By this time, you should be able to understand most of what we’ve done. A few notes:

We used factor(year) on both color and fill. Color makes the outline for the shape (21) the same color as the fill. If we had so many points that we needed to make them transparent ( with alpha=I(.5) ), the lines would still be solid while the fill would be transparent. Just a design choice.

The other thing we did is hide the confidence interval around the trendline with geom_smooth(method=lm,se=FALSE). With so few data points,the interval didn’t add much. Plus we’d have to explain it in an extensive note.

Finally, although we adjusted the y axis we did not do the same for the x axis. Does it need the zero point or is the labeling on there clear enough?

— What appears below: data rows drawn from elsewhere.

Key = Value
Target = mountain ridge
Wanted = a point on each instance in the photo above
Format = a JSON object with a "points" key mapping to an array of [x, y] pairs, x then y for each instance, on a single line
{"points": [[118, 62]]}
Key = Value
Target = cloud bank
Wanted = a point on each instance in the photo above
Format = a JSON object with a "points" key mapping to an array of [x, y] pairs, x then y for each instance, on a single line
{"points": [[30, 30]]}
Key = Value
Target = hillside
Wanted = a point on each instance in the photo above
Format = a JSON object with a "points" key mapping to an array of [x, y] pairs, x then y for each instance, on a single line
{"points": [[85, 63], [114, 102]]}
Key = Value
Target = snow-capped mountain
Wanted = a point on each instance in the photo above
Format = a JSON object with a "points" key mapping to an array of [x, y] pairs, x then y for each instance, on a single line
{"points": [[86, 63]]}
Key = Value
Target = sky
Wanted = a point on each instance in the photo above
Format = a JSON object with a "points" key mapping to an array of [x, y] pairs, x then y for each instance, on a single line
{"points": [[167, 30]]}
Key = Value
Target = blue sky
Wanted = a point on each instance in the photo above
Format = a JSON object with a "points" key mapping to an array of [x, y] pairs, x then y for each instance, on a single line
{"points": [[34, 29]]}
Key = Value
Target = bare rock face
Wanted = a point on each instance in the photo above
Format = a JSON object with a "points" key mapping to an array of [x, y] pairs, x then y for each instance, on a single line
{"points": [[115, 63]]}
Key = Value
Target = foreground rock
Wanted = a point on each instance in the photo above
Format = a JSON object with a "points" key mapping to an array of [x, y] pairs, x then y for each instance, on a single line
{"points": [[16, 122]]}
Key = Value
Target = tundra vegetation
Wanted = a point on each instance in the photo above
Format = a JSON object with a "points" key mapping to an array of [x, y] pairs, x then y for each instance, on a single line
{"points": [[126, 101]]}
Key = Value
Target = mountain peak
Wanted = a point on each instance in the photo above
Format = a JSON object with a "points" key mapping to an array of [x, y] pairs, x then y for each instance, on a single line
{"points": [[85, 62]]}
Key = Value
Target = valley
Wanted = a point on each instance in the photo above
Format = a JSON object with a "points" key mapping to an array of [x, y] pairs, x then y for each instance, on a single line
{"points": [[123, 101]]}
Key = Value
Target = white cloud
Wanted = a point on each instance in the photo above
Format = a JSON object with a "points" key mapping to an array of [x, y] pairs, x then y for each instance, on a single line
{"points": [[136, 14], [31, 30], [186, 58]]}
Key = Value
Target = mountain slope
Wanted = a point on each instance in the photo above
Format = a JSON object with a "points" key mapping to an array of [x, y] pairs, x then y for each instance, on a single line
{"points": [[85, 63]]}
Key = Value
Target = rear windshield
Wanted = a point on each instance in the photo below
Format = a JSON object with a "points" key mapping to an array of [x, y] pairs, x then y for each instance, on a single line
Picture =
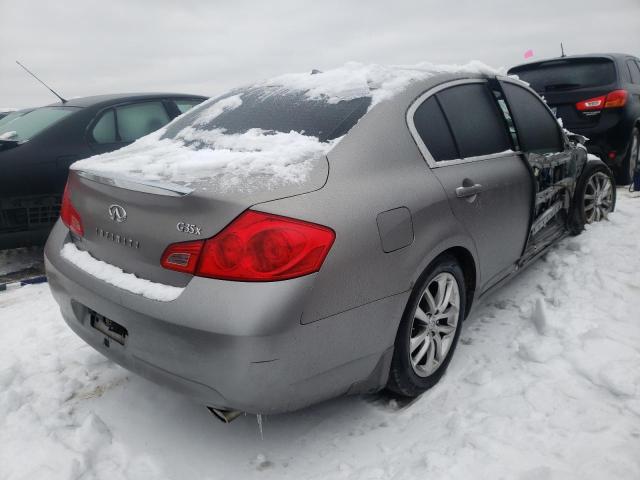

As far as what the chart shows, the intro could be something like this: In spite of officers increasing their use of hand-to-hand techniques in response to resistance, the number of officers injured has not increased at the same rate.

Try it yourself

Using the code and data we already have, see how injuries to suspects compare to use of force incidents.